Que fique bem claro: o crédito por essa “notícia” é do amigo e copoanheiro Bicarato. Aliás, em uma de nossas últimas sessões etílicas, o que estes temulentos que usualmente vos escrevem chegaram à (óbvia) conclusão de que o que efetivamente nos atrai nos veículos noticiosos é nada mais nada menos que o insólito, o não trivial, o nonsense, enfim…

Mas voltemos à imprescindível notícia sem a qual nem um dia a mais poderia passar sem que dela soubéssemos!
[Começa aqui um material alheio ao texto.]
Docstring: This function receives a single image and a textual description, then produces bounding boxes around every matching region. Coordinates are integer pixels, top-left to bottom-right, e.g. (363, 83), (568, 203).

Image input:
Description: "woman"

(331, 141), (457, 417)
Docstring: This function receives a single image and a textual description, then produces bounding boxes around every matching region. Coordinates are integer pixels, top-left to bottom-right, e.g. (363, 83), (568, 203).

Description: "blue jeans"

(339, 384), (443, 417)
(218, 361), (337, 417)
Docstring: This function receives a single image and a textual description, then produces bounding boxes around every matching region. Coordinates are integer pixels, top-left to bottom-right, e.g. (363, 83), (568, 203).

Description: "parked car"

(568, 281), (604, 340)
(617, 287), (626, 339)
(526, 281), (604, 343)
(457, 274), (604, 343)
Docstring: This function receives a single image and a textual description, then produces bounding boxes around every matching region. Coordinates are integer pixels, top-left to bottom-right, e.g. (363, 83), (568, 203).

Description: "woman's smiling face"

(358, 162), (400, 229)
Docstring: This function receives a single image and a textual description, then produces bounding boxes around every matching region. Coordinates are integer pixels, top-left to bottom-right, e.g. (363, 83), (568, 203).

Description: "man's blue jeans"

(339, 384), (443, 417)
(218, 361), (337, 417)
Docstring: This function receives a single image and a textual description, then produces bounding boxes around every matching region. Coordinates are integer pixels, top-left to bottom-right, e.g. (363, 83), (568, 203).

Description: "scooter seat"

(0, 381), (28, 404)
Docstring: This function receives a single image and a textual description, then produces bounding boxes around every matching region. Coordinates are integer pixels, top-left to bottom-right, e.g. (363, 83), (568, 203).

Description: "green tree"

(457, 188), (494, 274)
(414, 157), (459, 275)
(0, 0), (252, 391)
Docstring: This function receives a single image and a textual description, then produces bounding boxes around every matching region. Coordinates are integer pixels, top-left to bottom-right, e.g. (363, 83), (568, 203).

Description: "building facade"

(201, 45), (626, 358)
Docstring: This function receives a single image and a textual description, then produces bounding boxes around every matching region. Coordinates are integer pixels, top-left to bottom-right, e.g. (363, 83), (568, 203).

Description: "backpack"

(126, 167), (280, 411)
Fuçando na Internet, eis o que achei.

Neste último final de semana teve lugar em São Paulo o Primeiro Torneio Nacional de Arremesso de Celular. Evento “importado” da Finlândia, onde ocorre desde o ano de 2000, e que serve para dar um, digamos, “fim mais digno” aos celulares sem uso. Ecologicamente correto, eis que as baterias devem ser retiradas antes do torneio e os próprios celulares são destinados à reciclagem após o mesmo, vence a competição quem arremessar o celular mais longe – havendo mesmo a possibilidade de se premiar algumas variações, tal como o melhor estilo no arremesso.

Pena que somente agora surgiu isso… Lá pelos idos de 95 ou 96, época em que começamos a nos celularizar em terras Tupiniquins, tenho certeza que aqueles bons e velhos “tijorolas” (vulgos PT-550 da Motorola), bem, eles seriam perfeitos para essa competição!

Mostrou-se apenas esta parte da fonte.